Just in case you wondered: the shader property for the texture is called `_ShadowTex` in order to be compatible with the built-in shaders for projectors.

A cartoon character with a drop shadow.

### Projectors for Modulating ColorsEdit

The basic steps of creating a projector for modulating colors are the same as above. The only difference is the shader code. The following example adds a drop shadow by attenuating colors, in particular the floor's color. Note that in an actual application, the color of the shadow caster should not be attenuated.
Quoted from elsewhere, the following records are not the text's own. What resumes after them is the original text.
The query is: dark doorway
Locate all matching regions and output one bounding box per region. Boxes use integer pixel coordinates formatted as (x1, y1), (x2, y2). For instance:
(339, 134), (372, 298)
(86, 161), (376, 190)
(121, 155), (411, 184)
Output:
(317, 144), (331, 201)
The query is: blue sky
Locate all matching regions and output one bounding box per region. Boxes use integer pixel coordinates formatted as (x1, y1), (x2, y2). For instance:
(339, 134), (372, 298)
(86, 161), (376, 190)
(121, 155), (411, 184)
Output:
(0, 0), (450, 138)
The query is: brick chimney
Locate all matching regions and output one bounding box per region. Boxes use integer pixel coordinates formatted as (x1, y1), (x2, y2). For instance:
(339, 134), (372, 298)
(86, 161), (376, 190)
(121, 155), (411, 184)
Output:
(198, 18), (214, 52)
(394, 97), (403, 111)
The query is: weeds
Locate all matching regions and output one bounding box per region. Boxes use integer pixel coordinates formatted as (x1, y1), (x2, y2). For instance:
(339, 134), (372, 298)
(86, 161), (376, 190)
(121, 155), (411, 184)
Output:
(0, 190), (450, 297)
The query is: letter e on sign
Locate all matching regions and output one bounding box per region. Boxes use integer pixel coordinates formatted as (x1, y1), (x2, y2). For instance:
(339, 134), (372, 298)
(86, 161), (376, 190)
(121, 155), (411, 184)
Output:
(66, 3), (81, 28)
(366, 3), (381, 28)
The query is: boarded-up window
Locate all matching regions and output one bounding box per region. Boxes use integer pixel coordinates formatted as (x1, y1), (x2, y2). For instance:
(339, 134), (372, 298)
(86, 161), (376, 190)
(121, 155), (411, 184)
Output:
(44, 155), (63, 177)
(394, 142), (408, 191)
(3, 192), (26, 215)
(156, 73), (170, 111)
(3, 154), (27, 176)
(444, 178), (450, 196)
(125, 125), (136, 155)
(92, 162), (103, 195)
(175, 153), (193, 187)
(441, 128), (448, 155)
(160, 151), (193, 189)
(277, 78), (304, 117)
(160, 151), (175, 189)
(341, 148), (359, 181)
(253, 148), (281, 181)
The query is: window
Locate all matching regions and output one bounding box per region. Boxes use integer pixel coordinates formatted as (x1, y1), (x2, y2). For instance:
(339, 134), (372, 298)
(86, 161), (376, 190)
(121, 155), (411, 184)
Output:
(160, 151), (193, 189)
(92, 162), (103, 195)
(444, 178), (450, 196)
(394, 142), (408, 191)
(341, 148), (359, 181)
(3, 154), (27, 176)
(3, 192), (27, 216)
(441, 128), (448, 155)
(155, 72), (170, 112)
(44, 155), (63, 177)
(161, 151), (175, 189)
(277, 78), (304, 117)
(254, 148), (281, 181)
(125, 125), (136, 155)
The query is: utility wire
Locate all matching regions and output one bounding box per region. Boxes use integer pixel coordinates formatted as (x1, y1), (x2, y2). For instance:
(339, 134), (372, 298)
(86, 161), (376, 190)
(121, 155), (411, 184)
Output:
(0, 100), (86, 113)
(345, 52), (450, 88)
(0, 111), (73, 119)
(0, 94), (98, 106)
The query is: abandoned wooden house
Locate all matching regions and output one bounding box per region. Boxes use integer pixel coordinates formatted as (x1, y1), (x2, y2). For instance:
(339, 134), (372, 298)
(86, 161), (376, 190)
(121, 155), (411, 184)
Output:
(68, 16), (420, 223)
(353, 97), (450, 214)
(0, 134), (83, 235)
This can be achieved by assigning the shadow caster to a particular Layer (in the Inspector View of the game object) and specifying this layer under Ignore Layers in the Inspector View of the projector.

In order to give the shadow a certain shape, we use the alpha component of a texture image to determine how dark the shadow is. (Thus, we can use the cookie textures for lights in the standard assets.) In order to attenuate the color in the framebuffer, we should multiply it with 1 minus alpha (i.e. factor 0 for alpha equals 1). Therefore, the appropriate blend equation is:

`Blend Zero OneMinusSrcAlpha`

The `Zero` indicates that we don't add any light. Even if the shadow is too dark, no light should be added; instead, the alpha component should be reduced in the fragment shader, e.g. by multiplying it with a factor less than 1. For an independent modulation of the color components in the framebuffer, we would require `Blend Zero SrcColor` or `Blend Zero OneMinusSrcColor`.

The different blend equation is actually about the only change in the shader code compared to the version for adding light:

```Shader "GLSL projector shader for drop shadows" {
Properties {
_ShadowTex ("Shadow Shape", 2D) = "white" {}
}
Pass {
Blend Zero OneMinusSrcAlpha // attenuate color in framebuffer
// by 1 minus alpha of _ShadowTex

GLSLPROGRAM

// User-specified properties

// Projector-specific uniforms
uniform mat4 _Projector; // transformation matrix
// from object space to projector space

varying vec4 positionInProjSpace;
// position of the vertex (and fragment) in projector space

#ifdef VERTEX

void main()
{
positionInProjSpace = _Projector * gl_Vertex;
gl_Position = gl_ModelViewProjectionMatrix * gl_Vertex;
}

#endif

#ifdef FRAGMENT

void main()
{
if (positionInProjSpace.w > 0.0) // in front of projector?
{
gl_FragColor = texture2D(_ShadowTex ,
vec2(positionInProjSpace) / positionInProjSpace.w);
// alternatively: gl_FragColor = texture2DProj(
}
else // behind projector
{
gl_FragColor = vec4(0.0);
}
}

#endif

ENDGLSL
}
}
// The definition of a fallback shader should be commented out
// during development:
// Fallback "Projector/Light"
}
```

### SummaryEdit

Congratulations, this is the end of this tutorial. We have seen:

• How Unity's projectors work.
• How to implement a shader for a projector to add light to objects.
• How to implement a shader for a projector to attenuate objects' colors.